Where are the college men?
Rochelle Riley / KRT Campus
The irony was overwhelming.
Newspaper reports heralding a drug that could extend the
lives of women suffering from breast cancer competed for
attention with reports expressing concern that the number of
men attending college continues to decline below the number
of women.
At a time when women are finally making some headway in a
society that has treated them as instruments for male
superiority; at a time when women are in positions to ensure
that medical research more effectively extends to women's
illnesses; at a time when a woman is the U.S. president's
secretary of state and could possibly mount a viable campaign
for president in three years - there is an outcry that
perhaps the nation has done too much for women, that we may
have gone too far.
What struck me in the news reports was the obvious optimism
about possibly saving women's lives and the panic in some
analysts' comments about the plight of boys, a panic that
has been nearly nonexistent in discussions about women and
minorities.
About 57.4 percent of college enrollees eligible for federal
student aid two years ago were women; 42.6 percent were men.

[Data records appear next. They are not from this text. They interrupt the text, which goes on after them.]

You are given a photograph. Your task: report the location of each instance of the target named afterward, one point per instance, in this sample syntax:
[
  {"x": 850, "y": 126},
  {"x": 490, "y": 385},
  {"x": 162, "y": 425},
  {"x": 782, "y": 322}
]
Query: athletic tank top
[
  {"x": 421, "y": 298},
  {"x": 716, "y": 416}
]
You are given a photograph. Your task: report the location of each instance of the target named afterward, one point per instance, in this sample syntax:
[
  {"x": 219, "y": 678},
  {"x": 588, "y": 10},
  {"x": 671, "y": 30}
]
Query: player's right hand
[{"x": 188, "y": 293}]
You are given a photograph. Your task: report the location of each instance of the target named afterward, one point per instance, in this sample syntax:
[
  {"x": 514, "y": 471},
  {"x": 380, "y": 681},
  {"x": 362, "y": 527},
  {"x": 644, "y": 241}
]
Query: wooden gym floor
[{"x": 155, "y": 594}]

The gender imbalance has some college administrators,
according to USA Today, wringing their hands as they figure
out what to do.
Initially, this felt like so much overreaction, until I read
the words of Jim McCorkell, founder of a college-preparatory
program for low-income kids in St. Paul, Minn., who was
concerned that only 30 percent of his clients were boys last
year.
"We actually did a little affirmative action," he
told USA Today. "If we had a tie (between a male and a
female), we gave it to a boy."
Only in America.
Or Iraq.
Analysts are concerned about the future of boys, whose
careers were made in blue-collar jobs. Those have dried up in
the dust of technological advancements that require college
experience for many jobs that once didn't have such a
learning curve.
McCorkell wondered why there isn't more of an outcry.

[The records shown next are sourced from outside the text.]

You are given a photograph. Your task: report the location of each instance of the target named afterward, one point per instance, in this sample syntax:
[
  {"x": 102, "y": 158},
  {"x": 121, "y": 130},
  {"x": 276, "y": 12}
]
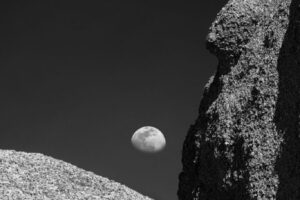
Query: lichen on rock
[{"x": 244, "y": 143}]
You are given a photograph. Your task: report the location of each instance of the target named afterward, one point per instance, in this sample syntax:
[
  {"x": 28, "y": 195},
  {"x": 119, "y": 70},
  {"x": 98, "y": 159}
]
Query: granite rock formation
[
  {"x": 245, "y": 143},
  {"x": 33, "y": 176}
]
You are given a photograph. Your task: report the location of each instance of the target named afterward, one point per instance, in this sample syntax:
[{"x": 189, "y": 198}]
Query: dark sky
[{"x": 77, "y": 78}]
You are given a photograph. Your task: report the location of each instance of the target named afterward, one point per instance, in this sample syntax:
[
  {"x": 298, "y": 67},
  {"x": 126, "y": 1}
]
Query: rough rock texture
[
  {"x": 245, "y": 143},
  {"x": 33, "y": 176}
]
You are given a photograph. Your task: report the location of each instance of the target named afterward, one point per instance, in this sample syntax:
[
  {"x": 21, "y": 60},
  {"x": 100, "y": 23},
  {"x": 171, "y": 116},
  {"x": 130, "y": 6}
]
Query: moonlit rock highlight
[
  {"x": 34, "y": 176},
  {"x": 244, "y": 143},
  {"x": 148, "y": 139}
]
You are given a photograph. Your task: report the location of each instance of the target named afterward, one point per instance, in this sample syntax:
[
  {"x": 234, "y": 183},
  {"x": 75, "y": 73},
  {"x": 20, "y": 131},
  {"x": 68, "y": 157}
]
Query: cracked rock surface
[
  {"x": 245, "y": 143},
  {"x": 34, "y": 176}
]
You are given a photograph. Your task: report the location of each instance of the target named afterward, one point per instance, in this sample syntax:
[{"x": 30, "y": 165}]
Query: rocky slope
[
  {"x": 33, "y": 176},
  {"x": 245, "y": 142}
]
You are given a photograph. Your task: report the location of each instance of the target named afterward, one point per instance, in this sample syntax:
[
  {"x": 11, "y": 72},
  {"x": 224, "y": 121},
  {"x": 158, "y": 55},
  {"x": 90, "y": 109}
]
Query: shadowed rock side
[
  {"x": 33, "y": 176},
  {"x": 244, "y": 144}
]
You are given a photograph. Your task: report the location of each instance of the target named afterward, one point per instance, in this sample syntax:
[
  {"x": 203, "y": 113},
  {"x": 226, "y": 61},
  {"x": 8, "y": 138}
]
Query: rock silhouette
[
  {"x": 244, "y": 144},
  {"x": 33, "y": 176}
]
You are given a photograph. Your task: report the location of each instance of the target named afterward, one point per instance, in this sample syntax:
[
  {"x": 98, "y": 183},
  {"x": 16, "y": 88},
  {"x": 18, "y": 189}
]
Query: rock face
[
  {"x": 32, "y": 176},
  {"x": 245, "y": 143}
]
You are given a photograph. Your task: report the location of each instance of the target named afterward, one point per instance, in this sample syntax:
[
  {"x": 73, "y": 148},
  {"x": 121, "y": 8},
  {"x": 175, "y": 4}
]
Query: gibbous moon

Perhaps, it is because there is nothing wrong.
Perhaps, instead of concentrating on the differences between
boys and girls and whether more girls are going to college,
we could concentrate more on children in elementary school.
One college professor suggested that, if the gap persists,
preferences should be given to men.
Such ill-advised action might help a few boys. But it also
might harm the future career of the woman who discovers a
cure for breast cancer.
And that would set America back by quite a few decades.